"FEEGLE! TONIGHT WE DINE IN THE LAND O' THE LIVIN!"
"...Tha's a bit tu long, it dinnae roll off the..."
"SHUT IT! CHEEEEEEEAAAAAAARGEEEEE!"
Mickey coughs theatrically. "'What is your name?'"
The first line largish crowd of little blue men roughly three inches tall on average stopped abruptly, causing the rest to pile up.
The only apparent female stepped forward and looked up at the mouse.
"We..."
And right about then a particularly wild eyed Feegle with a long braid and an eye patch leaped in front of her.
"We be the Nac Mac Feegle!"
"NAC MAC FEEGLE!" a unified cry came up from the crowd. "WEE FREE MEN! Nae King! Nae Quin! We willnae be fooled again!"

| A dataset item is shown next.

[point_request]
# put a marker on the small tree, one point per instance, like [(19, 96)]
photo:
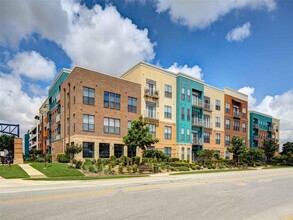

The female rolled her eyes.
"What is your quest?" asks the Cat. It's perched, suddenly, on the roof of one of the gate-stiles.
"..."
There was a certain amount of muttering as various Feegle discussed the possible answer.
Various Feegle yelled out various quests; A decent pair of trusars. tae save fifteen parsent on cart in-sewer-ants, a lifetime supply of 'ships', more sugar, verrah small rocks, "Blue... no. Yellow!"
Fights began to break out, possibly over who's quest was best or just out of lack for anything better to do in the face of such a question.
The female took no notice of the melee behind her and answered.
"A cairn. A new home."
"'What is the average w..?'" Mickey frowns down at the notebook. "You know, I don't really see why that's important." He flips a page. "'If you could be granted three wishes, what would they be?'"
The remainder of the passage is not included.